Разрыв с Марком и все, что за ним последовало, – его вина. В колледже Хью был ее ближайшим другом. На большее, по его собственным словам, он не рассчитывал. Просто дружба. Никаких поползновений. Он знал, что у Рейчел есть приятель, и не возражал. А она? Что это было с ее стороны – наивность или осознанная наивность? Мужчина, соглашается быть «просто другом», потому что рассчитывает дождаться своей очереди, словно дружба – это прогулка по кругу на палубе корабля, удачное место для тренировок, гарантирующих приз. В тот вечер Хью позвонил ей в Италию, движимый лучшими побуждениями.

– Полагаю, ты должна знать правду, – сказал он, – ведь мы друзья.

Верно. И сразу поведал о том, что выкинул Марк на той дурацкой вечеринке.

Да, хватит винить себя. Хватит винить Марка. Хью Рейли. Если бы этот сукин сын не лез в чужие дела, как бы сложилась ее жизнь? Кто знает? А как она сложилась в действительности? На это ответить проще. Она много пила, слишком много. Она сделалась раздражительной. Ее постоянно мучили боли в желудке. Она уделяла чересчур много времени журналу «ТВ-гайд». И не забыть главное: она попала в скверную ловушку, из которой выбралась наихудшим способом.

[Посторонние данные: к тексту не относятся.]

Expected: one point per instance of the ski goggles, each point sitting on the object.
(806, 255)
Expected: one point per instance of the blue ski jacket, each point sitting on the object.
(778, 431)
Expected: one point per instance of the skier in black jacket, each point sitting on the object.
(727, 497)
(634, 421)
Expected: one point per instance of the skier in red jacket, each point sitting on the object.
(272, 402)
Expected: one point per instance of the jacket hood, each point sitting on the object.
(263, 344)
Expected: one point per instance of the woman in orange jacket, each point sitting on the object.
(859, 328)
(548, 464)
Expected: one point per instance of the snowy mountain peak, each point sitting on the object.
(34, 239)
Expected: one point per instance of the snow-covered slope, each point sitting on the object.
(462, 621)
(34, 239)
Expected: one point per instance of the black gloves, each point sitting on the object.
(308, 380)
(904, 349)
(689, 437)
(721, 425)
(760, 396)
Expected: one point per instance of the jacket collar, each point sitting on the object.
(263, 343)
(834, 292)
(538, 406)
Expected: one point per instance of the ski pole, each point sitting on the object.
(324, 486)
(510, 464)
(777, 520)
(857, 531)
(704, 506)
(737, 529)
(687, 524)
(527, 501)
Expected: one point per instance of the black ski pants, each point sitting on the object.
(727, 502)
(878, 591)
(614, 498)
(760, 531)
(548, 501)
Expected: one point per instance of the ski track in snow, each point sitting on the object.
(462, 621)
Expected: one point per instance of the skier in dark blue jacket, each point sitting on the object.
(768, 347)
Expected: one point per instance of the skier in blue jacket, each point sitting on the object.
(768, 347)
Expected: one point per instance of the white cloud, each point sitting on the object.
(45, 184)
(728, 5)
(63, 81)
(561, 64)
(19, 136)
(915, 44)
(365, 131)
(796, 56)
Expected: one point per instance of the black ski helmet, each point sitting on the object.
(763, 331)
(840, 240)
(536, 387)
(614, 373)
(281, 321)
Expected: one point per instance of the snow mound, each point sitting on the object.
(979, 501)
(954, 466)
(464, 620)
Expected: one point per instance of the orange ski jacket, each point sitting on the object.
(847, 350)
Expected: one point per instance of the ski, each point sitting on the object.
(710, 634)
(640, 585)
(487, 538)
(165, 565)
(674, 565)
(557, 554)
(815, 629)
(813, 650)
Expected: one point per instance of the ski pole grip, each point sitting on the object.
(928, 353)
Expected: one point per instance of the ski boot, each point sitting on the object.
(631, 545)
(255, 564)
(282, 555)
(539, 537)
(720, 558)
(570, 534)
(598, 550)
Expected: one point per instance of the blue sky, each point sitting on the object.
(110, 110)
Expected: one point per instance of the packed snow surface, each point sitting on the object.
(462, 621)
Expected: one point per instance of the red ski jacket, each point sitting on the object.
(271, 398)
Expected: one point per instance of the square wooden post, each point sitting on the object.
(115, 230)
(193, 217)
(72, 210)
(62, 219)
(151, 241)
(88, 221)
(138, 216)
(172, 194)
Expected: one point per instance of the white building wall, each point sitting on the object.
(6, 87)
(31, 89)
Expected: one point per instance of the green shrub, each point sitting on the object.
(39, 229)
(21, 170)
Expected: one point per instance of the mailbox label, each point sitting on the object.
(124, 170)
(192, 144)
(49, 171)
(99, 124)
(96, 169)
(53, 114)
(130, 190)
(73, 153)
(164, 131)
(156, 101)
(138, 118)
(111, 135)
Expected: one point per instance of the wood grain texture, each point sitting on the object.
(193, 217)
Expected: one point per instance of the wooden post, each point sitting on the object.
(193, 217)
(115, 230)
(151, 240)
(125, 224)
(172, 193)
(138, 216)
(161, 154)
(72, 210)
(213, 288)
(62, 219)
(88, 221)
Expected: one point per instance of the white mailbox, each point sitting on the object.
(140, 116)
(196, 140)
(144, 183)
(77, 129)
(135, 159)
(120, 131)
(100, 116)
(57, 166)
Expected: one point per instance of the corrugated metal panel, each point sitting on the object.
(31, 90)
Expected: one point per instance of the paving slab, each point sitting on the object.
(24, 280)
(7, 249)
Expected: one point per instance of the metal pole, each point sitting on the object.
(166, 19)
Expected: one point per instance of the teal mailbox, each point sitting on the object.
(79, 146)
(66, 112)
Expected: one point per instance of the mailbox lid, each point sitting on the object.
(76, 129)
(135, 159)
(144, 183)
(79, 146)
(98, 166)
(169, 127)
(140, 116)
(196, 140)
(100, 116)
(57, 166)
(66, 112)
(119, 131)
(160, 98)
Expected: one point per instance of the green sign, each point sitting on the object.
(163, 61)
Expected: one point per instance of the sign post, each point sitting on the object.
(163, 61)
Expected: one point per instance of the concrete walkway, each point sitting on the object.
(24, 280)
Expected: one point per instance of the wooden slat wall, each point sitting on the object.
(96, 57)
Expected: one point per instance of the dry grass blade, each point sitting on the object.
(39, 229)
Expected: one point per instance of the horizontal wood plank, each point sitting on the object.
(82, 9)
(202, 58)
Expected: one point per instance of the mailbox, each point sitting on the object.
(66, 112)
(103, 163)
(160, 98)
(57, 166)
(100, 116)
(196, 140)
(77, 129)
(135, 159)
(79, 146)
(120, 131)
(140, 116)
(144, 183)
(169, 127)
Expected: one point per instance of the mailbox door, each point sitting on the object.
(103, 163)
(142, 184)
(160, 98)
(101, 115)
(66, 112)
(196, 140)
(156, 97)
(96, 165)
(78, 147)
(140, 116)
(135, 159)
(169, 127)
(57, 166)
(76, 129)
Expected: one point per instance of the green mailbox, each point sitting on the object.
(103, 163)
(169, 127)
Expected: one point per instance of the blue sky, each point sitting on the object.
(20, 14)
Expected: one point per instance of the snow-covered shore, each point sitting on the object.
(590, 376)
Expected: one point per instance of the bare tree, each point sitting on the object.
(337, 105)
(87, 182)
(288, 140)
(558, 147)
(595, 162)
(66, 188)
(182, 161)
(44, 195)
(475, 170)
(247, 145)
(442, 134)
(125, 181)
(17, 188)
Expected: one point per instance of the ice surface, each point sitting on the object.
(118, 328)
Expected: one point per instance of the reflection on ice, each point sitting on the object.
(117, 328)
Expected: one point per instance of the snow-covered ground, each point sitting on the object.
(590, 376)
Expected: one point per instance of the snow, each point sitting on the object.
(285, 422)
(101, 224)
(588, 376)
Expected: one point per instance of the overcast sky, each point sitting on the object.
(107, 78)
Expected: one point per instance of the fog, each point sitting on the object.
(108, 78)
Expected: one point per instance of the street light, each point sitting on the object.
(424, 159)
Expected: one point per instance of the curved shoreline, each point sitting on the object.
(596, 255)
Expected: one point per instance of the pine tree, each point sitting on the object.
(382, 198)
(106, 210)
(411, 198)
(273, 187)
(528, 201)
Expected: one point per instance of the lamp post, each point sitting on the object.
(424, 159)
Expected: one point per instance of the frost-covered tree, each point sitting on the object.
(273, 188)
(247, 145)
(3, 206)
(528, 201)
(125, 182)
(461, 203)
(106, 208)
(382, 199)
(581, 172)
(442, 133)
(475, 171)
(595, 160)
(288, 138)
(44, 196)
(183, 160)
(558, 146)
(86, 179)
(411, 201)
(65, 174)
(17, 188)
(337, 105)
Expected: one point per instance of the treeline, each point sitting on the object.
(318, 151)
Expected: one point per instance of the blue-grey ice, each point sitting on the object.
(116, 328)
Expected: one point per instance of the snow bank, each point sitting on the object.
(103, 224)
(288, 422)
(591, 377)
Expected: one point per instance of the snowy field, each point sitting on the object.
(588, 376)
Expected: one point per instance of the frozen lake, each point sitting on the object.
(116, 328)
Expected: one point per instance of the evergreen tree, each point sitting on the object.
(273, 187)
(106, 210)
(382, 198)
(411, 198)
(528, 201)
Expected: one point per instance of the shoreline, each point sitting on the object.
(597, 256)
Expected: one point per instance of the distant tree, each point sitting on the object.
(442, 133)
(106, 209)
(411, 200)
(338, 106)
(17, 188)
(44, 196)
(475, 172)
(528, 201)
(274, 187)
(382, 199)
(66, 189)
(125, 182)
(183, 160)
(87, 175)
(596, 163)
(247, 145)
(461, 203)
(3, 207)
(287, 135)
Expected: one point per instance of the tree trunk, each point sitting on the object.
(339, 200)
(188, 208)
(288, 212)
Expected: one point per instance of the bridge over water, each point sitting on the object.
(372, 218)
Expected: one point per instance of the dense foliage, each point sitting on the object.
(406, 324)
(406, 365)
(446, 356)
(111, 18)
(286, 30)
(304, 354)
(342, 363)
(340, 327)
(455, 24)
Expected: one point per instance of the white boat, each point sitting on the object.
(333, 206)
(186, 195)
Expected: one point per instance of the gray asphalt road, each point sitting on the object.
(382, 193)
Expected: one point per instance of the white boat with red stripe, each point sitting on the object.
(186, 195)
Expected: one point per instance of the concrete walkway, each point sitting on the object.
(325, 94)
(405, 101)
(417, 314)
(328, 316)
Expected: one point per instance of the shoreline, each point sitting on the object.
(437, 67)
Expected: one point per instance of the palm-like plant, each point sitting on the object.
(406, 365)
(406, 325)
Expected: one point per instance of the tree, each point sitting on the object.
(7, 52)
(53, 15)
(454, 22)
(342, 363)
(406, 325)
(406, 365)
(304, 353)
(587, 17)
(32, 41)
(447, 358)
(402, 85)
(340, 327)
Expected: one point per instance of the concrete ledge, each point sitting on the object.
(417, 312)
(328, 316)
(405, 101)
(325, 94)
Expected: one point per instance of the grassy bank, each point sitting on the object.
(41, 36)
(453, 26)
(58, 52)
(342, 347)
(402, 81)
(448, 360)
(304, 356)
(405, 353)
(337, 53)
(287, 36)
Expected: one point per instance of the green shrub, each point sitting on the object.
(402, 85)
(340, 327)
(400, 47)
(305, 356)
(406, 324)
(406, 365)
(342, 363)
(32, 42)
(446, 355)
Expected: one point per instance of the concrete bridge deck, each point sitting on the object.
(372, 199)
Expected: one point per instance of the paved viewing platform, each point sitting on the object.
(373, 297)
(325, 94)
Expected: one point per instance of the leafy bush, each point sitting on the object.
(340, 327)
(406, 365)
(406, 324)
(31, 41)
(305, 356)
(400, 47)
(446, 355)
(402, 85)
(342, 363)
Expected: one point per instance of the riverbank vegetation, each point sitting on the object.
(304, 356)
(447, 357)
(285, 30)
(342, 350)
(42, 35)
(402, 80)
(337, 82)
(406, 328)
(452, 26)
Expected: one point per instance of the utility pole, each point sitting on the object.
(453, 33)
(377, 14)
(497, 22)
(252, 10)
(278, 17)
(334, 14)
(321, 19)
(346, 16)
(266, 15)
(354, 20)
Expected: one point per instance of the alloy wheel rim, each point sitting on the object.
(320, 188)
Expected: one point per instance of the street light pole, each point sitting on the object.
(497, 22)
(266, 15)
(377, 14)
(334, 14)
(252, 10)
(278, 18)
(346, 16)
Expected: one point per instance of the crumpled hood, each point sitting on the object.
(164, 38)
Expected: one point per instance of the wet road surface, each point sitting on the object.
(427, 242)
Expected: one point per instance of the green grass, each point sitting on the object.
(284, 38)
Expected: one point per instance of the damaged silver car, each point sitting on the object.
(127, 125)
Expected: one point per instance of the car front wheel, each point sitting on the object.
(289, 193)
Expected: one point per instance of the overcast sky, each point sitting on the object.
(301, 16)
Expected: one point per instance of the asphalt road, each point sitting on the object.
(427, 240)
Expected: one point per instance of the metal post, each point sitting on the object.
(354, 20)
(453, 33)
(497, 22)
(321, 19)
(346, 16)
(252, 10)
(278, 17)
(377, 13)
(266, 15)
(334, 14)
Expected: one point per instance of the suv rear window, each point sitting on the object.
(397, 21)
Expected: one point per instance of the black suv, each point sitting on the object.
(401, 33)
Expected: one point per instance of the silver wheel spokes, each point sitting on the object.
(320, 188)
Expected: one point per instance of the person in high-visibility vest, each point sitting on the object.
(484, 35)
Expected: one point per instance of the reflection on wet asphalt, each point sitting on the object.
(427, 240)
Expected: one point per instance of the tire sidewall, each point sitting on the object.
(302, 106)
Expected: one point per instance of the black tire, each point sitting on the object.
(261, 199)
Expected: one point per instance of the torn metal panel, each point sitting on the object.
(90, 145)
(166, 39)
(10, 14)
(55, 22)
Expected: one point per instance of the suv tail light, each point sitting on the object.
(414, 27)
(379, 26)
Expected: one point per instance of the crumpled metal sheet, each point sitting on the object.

Машина свернула в сторону и поползла круче вверх. Рейчел откатилась назад. Несколько минут спустя скрипнули тормоза. Рейчел подняла голову. Скверные воспоминания улетучились. Вот-вот начнется игра.

* * *

Из смотровой башни старой крепости, расположенной примерно на высоте 250 футов над Гудзоном, перед Хеши открывался потрясающий вид на Джерсийскую гряду, простирающуюся от моста Таппан-Зи справа до моста Джорджа Вашингтона слева. Хеши даже позволил себе полюбоваться красотами природы, прежде чем приступить к делу.

Точно следуя указаниям невидимого суфлера, Сайдман свернул с главной дороги направо. За ним никто не следовал. Хеши не сводил глаз с дороги. Ни одна машина не притормозила. Ни одна не увеличила скорость. Никто не пытался прикинуться, будто оказался здесь случайно и ни за кем не следит.